Patients with aortic regurgitation should have detailed counseling about physical activity. Isometric exercise, weight lifting, and heavy exertional activities, which involve strenuous arm work, should be specifically prohibited because of the reflex increase in peripheral vascular resistance that occurs with arm exercise. In contrast, rhythmic, low-resistance, large muscle group exercise such as bicycling reduces peripheral resistance, and should be encouraged for fitness and a sense of well-being. Infective endocarditis prophylaxis is no longer required based on the new AHA/ACC guidelines.5
As noted earlier, most patients with chronic aortic regurgitation have a protracted clinical course, despite evidence of severe regurgitation. Nevertheless, long-term care of the asymptomatic individual with aortic regurgitation consists of carefully monitoring for the onset of symptoms or, more often, of left ventricular dysfunction and/or dilation. Asymptomatic patients with chronic severe aortic regurgitation and normal left ventricular systolic function should be assessed clinically and echocardiographically approximately every 6 to 12 months. Current guidelines suggest aortic valve surgery for chronic severe aortic regurgitation for patients with symptom onset (Class I recommendation), asymptomatic patients with left ventricular ejection fraction lower than 0.50 (Class I), patients undergoing coronary artery bypass grafting or surgery on the aorta or other heart valves (Class I), and patients with preserved ventricular function but left ventricular end-systolic dimension >50 mm (Class IIa) or end-diastolic dimension >65 mm with low surgical risk (Class IIb). Aortic valve surgery is also considered in asymptomatic patients with moderate aortic regurgitation undergoing coronary artery bypass grafting or surgery on the aorta or other heart valves (Class IIa).1
When concerns arise about the physiologic significance of aortic regurgitation and possible indications for surgery, maximal cardiopulmonary exercise testing and stress echocardiography may be useful. Patients who can achieve high levels of activity with evidence of good contractile reserve can generally be managed conservatively. Impaired functional capacity under stress should prompt consideration of valve surgery.

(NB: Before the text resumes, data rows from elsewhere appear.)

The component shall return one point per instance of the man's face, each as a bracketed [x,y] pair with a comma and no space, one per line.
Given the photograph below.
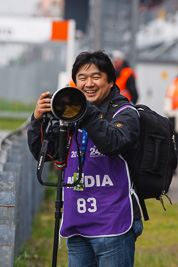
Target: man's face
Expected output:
[93,83]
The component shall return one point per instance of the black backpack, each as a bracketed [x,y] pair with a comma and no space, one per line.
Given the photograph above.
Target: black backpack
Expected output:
[158,159]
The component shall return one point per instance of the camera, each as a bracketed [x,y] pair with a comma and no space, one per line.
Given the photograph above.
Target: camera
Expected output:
[68,104]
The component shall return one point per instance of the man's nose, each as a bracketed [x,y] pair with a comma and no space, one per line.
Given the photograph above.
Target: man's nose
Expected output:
[89,82]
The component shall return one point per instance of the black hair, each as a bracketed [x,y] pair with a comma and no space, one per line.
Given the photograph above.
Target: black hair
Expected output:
[100,59]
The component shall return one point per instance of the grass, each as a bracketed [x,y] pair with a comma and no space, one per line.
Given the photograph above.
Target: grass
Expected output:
[156,247]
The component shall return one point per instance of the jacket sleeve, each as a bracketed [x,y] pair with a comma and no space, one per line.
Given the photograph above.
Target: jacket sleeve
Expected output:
[131,87]
[35,134]
[115,137]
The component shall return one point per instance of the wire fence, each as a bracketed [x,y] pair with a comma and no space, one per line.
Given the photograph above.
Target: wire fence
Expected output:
[21,194]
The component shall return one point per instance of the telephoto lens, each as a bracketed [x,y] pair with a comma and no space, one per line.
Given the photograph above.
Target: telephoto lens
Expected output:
[68,104]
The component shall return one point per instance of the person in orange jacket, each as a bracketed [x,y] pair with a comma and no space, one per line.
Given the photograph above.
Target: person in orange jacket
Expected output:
[171,106]
[126,77]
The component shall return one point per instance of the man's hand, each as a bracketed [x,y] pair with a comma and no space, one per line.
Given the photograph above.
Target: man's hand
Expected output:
[43,105]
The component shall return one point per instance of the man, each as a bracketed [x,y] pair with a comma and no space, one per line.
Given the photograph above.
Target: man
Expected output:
[125,76]
[101,219]
[171,106]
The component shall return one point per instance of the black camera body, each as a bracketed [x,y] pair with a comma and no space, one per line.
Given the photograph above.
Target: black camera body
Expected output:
[68,104]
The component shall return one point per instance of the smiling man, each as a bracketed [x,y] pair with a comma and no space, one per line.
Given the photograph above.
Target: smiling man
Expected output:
[101,217]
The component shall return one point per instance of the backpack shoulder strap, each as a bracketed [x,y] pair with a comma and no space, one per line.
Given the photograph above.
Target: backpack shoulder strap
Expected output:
[114,109]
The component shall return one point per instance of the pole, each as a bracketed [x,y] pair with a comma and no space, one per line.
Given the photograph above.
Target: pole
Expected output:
[134,25]
[58,202]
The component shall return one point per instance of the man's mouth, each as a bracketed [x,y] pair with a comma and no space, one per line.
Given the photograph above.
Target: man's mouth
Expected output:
[90,92]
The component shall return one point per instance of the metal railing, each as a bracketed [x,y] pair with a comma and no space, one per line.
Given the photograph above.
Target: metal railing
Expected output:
[20,193]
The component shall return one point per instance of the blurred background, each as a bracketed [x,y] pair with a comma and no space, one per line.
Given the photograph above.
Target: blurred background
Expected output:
[39,40]
[146,31]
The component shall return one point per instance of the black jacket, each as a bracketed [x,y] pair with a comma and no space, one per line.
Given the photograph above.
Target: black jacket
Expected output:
[119,136]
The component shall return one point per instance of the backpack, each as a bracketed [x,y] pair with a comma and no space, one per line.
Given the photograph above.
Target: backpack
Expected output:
[158,158]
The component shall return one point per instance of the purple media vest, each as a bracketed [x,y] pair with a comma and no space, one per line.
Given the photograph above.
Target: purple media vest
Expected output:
[103,207]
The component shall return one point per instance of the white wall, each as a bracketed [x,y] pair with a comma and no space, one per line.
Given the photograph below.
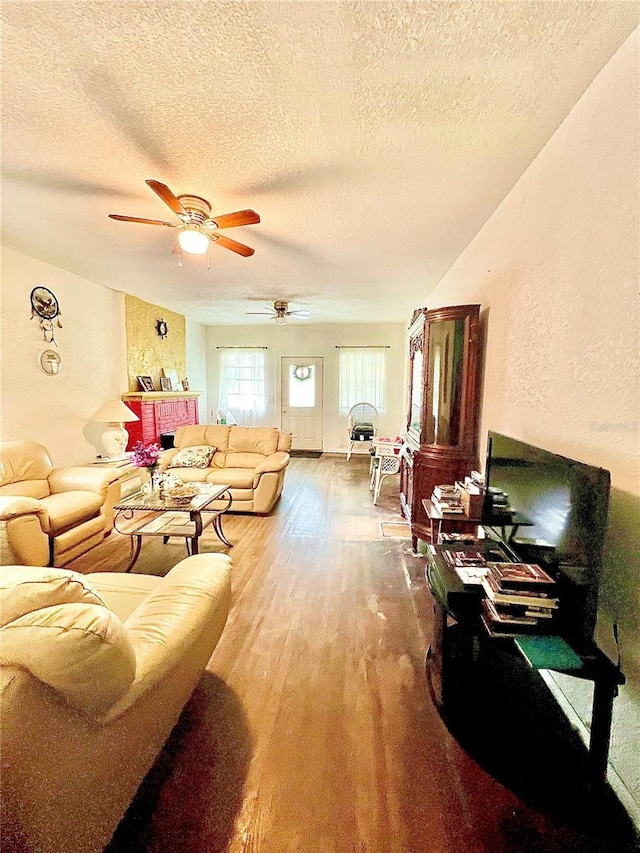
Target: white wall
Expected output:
[307,340]
[556,270]
[54,410]
[197,365]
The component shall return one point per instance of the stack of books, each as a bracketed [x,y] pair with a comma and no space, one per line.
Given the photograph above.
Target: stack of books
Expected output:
[470,566]
[446,499]
[521,598]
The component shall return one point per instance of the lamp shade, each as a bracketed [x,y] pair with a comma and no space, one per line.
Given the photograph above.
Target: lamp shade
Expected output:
[114,411]
[193,240]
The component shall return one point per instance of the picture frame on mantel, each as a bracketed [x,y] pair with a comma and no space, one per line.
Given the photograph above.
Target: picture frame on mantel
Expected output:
[172,376]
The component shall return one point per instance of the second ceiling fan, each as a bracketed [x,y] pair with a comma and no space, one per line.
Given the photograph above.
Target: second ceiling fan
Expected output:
[280,312]
[197,227]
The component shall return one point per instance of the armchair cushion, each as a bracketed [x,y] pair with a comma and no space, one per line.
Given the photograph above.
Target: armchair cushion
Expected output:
[68,509]
[80,648]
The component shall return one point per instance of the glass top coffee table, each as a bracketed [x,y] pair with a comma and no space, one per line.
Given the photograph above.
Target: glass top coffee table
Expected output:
[152,515]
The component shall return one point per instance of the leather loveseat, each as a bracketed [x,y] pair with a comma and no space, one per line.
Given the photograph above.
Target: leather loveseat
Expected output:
[50,516]
[95,670]
[252,460]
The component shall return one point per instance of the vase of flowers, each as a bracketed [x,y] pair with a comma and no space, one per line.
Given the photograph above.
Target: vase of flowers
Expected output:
[146,456]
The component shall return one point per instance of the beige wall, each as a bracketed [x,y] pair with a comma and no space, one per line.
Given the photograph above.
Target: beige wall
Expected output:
[54,410]
[305,339]
[556,271]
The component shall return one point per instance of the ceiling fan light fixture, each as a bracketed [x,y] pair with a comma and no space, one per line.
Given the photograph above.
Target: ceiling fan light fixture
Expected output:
[193,240]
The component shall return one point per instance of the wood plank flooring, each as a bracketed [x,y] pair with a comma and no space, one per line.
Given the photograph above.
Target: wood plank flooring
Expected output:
[313,730]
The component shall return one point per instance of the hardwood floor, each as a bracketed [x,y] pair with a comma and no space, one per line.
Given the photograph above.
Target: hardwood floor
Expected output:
[313,730]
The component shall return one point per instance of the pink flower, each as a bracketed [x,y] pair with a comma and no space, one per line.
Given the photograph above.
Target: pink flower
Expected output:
[145,457]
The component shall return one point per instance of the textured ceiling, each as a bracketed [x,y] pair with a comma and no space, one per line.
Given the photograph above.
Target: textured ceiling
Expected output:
[374,139]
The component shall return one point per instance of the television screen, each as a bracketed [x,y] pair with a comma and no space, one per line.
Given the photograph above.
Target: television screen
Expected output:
[555,511]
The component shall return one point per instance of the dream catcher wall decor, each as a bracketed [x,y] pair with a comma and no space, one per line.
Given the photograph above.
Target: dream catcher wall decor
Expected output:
[45,306]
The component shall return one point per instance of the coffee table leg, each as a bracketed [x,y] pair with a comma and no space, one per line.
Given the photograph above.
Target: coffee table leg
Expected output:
[217,526]
[135,551]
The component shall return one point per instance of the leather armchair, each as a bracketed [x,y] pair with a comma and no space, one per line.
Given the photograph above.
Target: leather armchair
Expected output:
[95,670]
[50,516]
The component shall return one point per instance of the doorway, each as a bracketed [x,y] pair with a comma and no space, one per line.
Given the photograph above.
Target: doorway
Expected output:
[301,402]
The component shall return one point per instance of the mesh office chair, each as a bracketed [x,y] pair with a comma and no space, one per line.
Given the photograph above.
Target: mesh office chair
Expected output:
[362,425]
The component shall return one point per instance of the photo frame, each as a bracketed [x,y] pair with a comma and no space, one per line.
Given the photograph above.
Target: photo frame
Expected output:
[146,383]
[172,375]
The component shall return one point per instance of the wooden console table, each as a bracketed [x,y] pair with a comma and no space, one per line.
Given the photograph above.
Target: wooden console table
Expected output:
[455,603]
[160,412]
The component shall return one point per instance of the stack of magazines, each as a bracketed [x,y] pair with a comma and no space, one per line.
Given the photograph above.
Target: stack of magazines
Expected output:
[521,598]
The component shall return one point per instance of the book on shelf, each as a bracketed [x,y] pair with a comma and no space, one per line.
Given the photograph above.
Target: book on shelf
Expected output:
[445,491]
[503,624]
[508,596]
[465,558]
[522,577]
[470,566]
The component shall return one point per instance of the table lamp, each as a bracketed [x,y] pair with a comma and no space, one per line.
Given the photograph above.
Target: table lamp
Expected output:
[115,414]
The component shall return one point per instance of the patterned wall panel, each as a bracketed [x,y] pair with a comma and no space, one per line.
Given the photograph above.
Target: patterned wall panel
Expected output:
[147,352]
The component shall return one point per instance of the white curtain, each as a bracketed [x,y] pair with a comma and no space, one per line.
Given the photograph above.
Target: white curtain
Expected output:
[362,378]
[242,385]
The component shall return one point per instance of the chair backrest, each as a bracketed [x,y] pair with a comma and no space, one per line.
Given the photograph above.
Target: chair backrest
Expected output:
[362,413]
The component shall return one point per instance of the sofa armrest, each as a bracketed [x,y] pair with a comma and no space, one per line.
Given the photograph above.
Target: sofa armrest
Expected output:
[12,506]
[274,462]
[82,479]
[164,460]
[24,525]
[192,600]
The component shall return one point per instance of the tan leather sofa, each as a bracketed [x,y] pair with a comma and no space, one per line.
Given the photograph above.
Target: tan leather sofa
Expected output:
[50,516]
[95,670]
[252,460]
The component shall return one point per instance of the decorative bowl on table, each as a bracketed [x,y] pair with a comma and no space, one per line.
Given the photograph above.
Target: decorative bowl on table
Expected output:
[183,494]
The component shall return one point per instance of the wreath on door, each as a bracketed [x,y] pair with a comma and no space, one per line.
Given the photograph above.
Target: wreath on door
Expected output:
[302,372]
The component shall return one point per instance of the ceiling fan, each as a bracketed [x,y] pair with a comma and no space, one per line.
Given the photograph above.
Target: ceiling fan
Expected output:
[197,227]
[280,312]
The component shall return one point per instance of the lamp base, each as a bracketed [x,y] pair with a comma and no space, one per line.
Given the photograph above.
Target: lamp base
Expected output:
[114,441]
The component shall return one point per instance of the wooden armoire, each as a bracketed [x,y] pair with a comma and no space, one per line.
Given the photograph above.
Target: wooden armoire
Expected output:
[441,435]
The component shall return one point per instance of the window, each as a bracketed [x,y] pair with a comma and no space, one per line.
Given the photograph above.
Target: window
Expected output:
[362,378]
[242,385]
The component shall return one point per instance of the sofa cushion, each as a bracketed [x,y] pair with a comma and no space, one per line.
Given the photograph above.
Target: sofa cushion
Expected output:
[198,456]
[24,460]
[66,509]
[263,440]
[237,478]
[24,589]
[79,648]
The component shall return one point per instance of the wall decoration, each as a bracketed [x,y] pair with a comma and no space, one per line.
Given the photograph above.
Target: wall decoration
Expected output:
[172,375]
[146,383]
[51,362]
[45,305]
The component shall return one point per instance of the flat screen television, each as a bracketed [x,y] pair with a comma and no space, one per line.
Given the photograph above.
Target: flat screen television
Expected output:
[561,505]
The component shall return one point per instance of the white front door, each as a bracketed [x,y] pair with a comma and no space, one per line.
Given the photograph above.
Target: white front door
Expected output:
[301,401]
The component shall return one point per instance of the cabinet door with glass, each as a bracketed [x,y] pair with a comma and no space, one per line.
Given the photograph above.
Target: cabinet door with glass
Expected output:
[443,406]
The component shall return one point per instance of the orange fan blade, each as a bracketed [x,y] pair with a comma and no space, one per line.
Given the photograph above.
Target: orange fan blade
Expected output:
[167,196]
[143,221]
[241,217]
[227,243]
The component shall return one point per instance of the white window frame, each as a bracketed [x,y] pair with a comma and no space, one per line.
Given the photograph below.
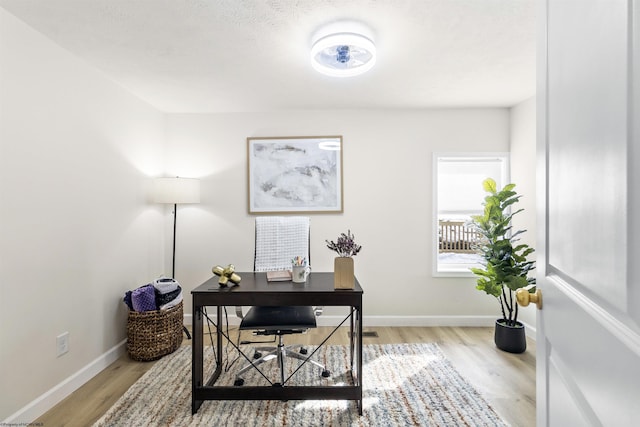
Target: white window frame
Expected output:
[504,156]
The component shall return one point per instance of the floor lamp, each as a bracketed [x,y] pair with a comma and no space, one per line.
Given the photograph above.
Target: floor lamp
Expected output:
[176,191]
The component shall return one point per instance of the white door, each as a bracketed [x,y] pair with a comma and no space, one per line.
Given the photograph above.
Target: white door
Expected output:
[588,341]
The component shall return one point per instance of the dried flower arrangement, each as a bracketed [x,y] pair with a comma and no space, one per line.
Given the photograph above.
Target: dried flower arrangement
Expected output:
[345,246]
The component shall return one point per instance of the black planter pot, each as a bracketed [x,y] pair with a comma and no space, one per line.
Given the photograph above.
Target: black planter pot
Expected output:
[511,339]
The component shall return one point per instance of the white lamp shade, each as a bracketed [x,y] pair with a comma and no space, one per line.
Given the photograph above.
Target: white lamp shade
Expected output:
[176,190]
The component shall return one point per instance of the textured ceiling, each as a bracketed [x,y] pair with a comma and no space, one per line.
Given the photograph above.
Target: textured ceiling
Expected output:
[253,55]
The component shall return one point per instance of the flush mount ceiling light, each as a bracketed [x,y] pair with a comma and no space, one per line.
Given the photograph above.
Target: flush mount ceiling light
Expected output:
[343,54]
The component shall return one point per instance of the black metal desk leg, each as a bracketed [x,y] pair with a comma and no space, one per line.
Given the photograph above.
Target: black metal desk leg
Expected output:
[359,335]
[196,357]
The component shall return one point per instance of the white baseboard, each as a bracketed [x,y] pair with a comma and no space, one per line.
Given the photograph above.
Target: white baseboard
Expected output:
[54,396]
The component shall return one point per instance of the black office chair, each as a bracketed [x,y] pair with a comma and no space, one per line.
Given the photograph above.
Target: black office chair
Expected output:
[278,241]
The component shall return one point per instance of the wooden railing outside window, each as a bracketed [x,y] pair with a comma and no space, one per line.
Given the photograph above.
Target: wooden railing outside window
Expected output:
[455,237]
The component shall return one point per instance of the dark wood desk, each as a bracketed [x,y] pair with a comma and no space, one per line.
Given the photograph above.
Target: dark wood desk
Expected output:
[254,290]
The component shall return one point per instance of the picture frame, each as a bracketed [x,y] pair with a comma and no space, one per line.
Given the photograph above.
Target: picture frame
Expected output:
[294,174]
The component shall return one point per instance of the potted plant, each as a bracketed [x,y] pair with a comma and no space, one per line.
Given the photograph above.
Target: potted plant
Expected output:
[506,267]
[343,272]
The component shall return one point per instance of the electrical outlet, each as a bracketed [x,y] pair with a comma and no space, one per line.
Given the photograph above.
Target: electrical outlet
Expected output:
[62,344]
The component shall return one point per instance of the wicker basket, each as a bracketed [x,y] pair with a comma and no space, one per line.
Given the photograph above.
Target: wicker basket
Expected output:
[153,334]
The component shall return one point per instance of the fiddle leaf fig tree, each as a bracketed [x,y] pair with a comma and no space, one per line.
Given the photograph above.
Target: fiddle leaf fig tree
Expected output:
[506,268]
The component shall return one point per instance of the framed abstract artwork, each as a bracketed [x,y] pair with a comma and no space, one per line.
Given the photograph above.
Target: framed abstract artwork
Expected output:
[295,174]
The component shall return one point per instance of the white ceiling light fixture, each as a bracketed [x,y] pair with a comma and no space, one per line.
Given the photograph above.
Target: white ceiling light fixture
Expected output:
[343,53]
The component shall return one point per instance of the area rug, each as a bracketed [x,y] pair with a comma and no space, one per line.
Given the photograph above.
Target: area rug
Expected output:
[403,385]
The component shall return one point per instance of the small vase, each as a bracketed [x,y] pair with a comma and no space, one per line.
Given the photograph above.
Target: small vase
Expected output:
[511,339]
[343,277]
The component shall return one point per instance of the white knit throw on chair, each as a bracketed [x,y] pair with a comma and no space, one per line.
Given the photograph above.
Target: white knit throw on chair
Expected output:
[279,240]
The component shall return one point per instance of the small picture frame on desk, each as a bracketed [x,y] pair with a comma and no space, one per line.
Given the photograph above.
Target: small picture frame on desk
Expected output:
[294,174]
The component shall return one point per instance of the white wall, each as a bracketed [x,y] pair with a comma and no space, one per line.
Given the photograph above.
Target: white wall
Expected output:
[523,174]
[387,194]
[76,230]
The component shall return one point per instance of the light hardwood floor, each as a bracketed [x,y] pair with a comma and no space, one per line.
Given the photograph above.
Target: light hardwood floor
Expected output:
[507,381]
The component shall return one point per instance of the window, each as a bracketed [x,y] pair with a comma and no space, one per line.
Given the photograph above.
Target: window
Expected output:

The issues involved in the choice of a prosthetic valve and in postsurgical care are similar for patients with aortic regurgitation, as described earlier for aortic stenosis. A notable distinction is the select group of patients with pliable congenital bicuspid aortic valves and aortic regurgitation, for whom valve repair may be a viable option. Notably, clinicians should remember the association between ascending aortic disease (i.e., aneurysm formation and risk of dissection) in patients with bicuspid aortic valve or connective tissue diseases. In the setting of a bicuspid aortic valve, concomitant aortic repair should be performed at the time of valve surgery when the aortic size reaches >4.5 cm.